“When I first started making furniture, my mother was asked every day by her friends, ‘when is your son going to get a job’?’”
27 September 2018
David Linley is on the charm offensive. A late-running lunch has left him 30 minutes behind schedule for our interview, and when he strolls over to his stand at the Masterpiece art fair, he's met by a team of PRs keen to get the show on the road. “Are we doing it here? Are you the person?” he asks when he spots me amid the chaos, perched on the sofa we’ve been allocated for our interview. “Well, cut out the middle man and let’s meet the person. How are you? I’m so sorry, did you hear about the lunch?”
I’d already been warned that Linley “knows everyone”, and indeed throughout our chat people interrupt to say hello, introduce their friends and ask if they can grab five minutes with the man of the moment. “We’ve just been admiring your furniture David,” one woman crows from across the room. “Buying it would be better,” he replies with a smile.
As the second Earl of Snowdon and 20th in line to the throne, Linley is bound to cause a bit of a buzz, but when I meet him he is almost disappointingly un-royal. Absent are the formalities often awarded to his family members – instead he plonks himself on the sofa next to me and begins flicking through a copy of the magazine, telling me stories about meeting Paul Smith (“He comes into the shop quite a lot”) and pointing out one of his client’s boats in the background of our Monaco fashion shoot.
He’s posh, yes, and looks remarkably like his mother, Princess Margaret – but the comparison ends there. If anything he’s keen to avoid discussing his royal connection (my question about whether he’s seen The Crown is met with a polite but firm “no”), and when he does mention his family it’s done in an off-hand way, as if I don’t know who they are. As his mother used to say, “My children aren’t royal; they just happen to have the Queen as an aunt”.
It’s to discuss his eponymous furniture company that we’re meeting at Masterpiece, where Linley and his team present new works of innovative joinery every year. He started making cabinets at the tender age of 20 while living above a chippy in Dorking. His enterprise was so successful that three years later he opened his first shop on the New King’s Road. He now has boutiques in Pimlico, Belgravia and Mayfair, and a concession stand at Harrods.
“When I first started making furniture, my mother was asked every day by her friends, ‘when is your son going to get a job’?’” He laughs. “People don’t tend to think of it as a proper vocation, but I hope we’ve started to change that perception and shown that it’s worthwhile.”
Now his brand’s USP is meticulously crafted furniture, objects and wooden accessories spanning writing desks to domino sets.
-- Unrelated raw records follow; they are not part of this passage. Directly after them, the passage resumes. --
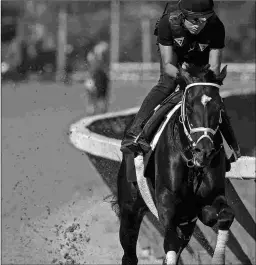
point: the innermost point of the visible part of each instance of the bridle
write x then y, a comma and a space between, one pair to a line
207, 132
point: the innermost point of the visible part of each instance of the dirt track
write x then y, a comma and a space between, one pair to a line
53, 207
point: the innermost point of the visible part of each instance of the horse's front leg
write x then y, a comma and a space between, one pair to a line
222, 214
166, 204
131, 215
225, 218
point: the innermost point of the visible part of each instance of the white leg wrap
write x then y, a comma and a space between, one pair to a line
143, 185
171, 258
219, 253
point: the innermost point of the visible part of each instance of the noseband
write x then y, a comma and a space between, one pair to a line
183, 118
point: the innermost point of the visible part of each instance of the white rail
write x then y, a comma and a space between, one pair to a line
82, 138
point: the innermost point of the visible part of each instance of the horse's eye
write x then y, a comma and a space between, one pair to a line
189, 108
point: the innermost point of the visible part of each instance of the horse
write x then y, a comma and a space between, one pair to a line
185, 172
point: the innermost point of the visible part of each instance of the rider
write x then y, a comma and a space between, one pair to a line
188, 32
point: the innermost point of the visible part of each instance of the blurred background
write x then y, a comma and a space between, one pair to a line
49, 37
94, 43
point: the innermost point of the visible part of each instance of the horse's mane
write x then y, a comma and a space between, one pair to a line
201, 73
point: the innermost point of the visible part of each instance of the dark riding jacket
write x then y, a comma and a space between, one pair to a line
170, 31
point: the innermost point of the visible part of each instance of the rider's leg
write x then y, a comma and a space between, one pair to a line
165, 87
229, 135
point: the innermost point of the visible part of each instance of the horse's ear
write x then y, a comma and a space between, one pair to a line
222, 74
206, 67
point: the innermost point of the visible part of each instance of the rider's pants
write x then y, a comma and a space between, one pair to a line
164, 87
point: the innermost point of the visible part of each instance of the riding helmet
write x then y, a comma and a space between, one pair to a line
196, 8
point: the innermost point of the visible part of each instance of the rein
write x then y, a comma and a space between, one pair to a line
189, 131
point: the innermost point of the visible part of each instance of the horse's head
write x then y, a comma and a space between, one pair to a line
201, 110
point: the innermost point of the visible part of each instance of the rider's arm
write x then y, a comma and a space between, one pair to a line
165, 42
169, 60
215, 59
216, 48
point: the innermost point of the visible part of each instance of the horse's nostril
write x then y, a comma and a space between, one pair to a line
197, 150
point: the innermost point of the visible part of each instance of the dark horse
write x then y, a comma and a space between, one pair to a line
185, 174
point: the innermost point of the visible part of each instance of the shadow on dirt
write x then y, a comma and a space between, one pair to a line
241, 110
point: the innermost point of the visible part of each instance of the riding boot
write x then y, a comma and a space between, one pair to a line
229, 135
133, 142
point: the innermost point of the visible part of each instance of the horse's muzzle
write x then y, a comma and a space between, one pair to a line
203, 157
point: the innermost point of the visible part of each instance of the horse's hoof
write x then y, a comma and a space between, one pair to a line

Along with his team of craftsmen he pioneered something of a marquetry renaissance, taking the 17th-century craft and making it contemporary with veneer screens that depict the London skyline and boxes decorated with miniature works of art.
The majority of Linley’s work comes from bespoke commissions, so the chance to exhibit at Masterpiece happily gives the team creative free reign. This year the focus was on movement, inspired by the fashion of Japanese designer Issey Miyake and the architecture of Frank Lloyd Wright. The result is the Torque dining table, a twisting circle with 66 meticulously veneered layers to give the base a contorted effect. In the centre sits a Portoro marble Lazy Susan – a spinning disc that moves independently from the rest of the structure. Matching Eclipse side tables in decadent gold marble are also part of the new collection, as is the latest globe in a long-standing collaboration with Bellerby & Co of London.
“This is the only opportunity we have to do a pure idea, because most of the time we’re doing something for commission or to sell in the shop,” says Linley. “This is total freedom; it’s dream time.”
His commissioned work doesn’t sound too dull, mind; Linley’s senior designer Lee Deason tells me about a plinth the team made for a customer who wanted to display his wife’s custom-made chastity belt. Another commission for a revolving lacquer screen with a highly detailed Bonsai tree design was made to house a family’s slipper collection. “No client is the same,” Deason laughs.
The designer was the main brain behind the new collection, and while Linley is still very much involved in the direction (the Lazy Susan was his idea), he now approaches the brand from a sales perspective. You won’t find him sanding wood these days.
“I stopped working in the workshop in 1984, when I became a shopkeeper. It was a very distinct cut-off,” he explains. “I was trained in carpentry and I do really love doing it, but at the moment the best use of my time is making sales, not making a nuisance.”
His new aim is to elevate people’s perception of craft. His company’s summer school is now in its third year, and the week-long event gives students the chance to learn from Linley’s master craftsmen, in the hope that it inspires them. He has a similar plan for his brand.
“The vibe’s got to be one of creativity and fun. So many people turn up and they’ve all got the same bloody telephone and they all go click, click, click and then walk off. The dialogue is gone,” he says. “Now, our aim is to engage the young, engage the crafts and elevate them to a point in society where everybody’s proud of what they do. We want to make Linley a centre of excellence – and I think that’s something we are perfectly capable of doing.”